The Dish: Sugar-Glazed Lemon Cake Restaurant:Tea & Sympathy When to Eat It: On a lazy Sunday afternoon when you’re hanging around the house, reading the weekend paper, and sipping tea or coffee. Level of Difficulty: (Scale 1-5) 2 Restaurant vs. Home: I love the atmosphere at Tea & Sympathy—a friend brought me there for the first time a few months ago and I fell in love with the tiny tables, the saucy waitresses, and most of all, their old-fashioned beef stew. I was so enamored with it that I went next door to buy their cookbook right after our meal, and made this lemon cake from it the next day. It comes out absolutely delicious, but if you’re craving the whole experience, I would highly recommend making a stop at the restaurant. Drink Pairing: A strong black or green tea.
Recipe: Sugar-Glazed Lemon Cake adapted from Tea & Sympathy, by Anita Naughton and Nicola Perry Ingredients: For the cake: 1 1/2 sticks unsalted butter 3/4 cup sugar 2 large eggs, beaten 1 1/2 cups sifted all-purpose flour 1 teaspoon baking powder Juice and zest of 2 lemons 1/4 cup whole milk For the glaze: 1/2 cup sugar Juice of 4 lemons
Directions: Preheat the oven to 350 degrees.

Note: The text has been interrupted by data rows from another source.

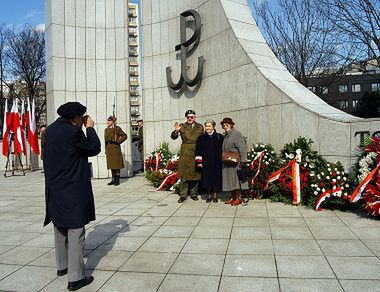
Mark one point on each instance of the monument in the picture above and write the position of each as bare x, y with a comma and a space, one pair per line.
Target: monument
87, 60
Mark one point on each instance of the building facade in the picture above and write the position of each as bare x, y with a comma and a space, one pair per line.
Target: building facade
134, 66
345, 90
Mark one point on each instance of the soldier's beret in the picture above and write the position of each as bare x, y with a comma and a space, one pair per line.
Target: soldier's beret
71, 109
189, 112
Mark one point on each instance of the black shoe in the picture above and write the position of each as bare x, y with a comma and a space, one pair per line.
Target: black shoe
117, 180
111, 183
73, 286
181, 200
61, 272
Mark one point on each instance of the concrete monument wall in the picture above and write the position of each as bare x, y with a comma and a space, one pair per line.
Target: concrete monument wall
242, 79
87, 61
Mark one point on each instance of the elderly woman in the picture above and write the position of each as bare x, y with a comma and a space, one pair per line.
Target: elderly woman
208, 153
233, 142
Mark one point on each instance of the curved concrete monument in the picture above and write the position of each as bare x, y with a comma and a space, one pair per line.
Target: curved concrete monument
87, 61
242, 79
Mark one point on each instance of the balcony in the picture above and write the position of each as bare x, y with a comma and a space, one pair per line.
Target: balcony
133, 82
134, 72
133, 52
132, 31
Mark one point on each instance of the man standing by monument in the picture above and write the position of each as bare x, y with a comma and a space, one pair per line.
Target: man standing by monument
114, 136
68, 192
189, 132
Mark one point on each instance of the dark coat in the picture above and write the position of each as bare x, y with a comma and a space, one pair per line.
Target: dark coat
233, 141
209, 147
113, 151
68, 191
186, 165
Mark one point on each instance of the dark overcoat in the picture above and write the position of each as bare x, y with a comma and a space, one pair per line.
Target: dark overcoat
68, 191
186, 164
233, 141
209, 147
113, 151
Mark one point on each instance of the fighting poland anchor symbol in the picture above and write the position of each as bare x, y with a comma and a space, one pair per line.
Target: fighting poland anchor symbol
183, 48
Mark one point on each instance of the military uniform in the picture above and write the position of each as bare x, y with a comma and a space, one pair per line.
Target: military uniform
186, 166
113, 138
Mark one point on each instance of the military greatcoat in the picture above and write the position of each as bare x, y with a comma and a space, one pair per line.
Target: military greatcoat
113, 138
189, 135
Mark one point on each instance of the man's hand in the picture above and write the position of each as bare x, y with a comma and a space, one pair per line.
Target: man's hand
89, 123
177, 127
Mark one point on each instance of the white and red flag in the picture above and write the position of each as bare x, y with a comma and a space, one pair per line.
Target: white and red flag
6, 130
14, 126
32, 128
23, 127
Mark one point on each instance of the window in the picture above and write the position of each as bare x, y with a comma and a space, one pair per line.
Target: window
356, 88
343, 104
343, 88
375, 86
311, 88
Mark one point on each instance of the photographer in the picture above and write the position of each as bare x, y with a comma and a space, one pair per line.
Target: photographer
68, 191
114, 136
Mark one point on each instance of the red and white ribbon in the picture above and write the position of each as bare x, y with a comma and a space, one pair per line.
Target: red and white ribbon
334, 193
357, 194
166, 180
258, 157
296, 183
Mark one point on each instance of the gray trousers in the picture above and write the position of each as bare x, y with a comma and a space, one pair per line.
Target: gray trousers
188, 187
69, 246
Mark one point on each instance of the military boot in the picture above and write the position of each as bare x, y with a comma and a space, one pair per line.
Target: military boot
117, 180
112, 182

To prepare the cake: Grease and flour an 8 x 4 1/2 x 3-inch loaf tin. In an electric mixer, cream the butter and sugar together until light and fluffy. Beat in the eggs, one at a time. With a spatula, fold in the flour and baking powder. Add the lemon juice and zest and the milk a little at a time.
Transfer the mixture to the loaf tin and bake for about 1 hour, until the top is a deep burnished brown, and soft and spongy to the touch. It is done when a knife inserted into the middle of the cake comes out clean.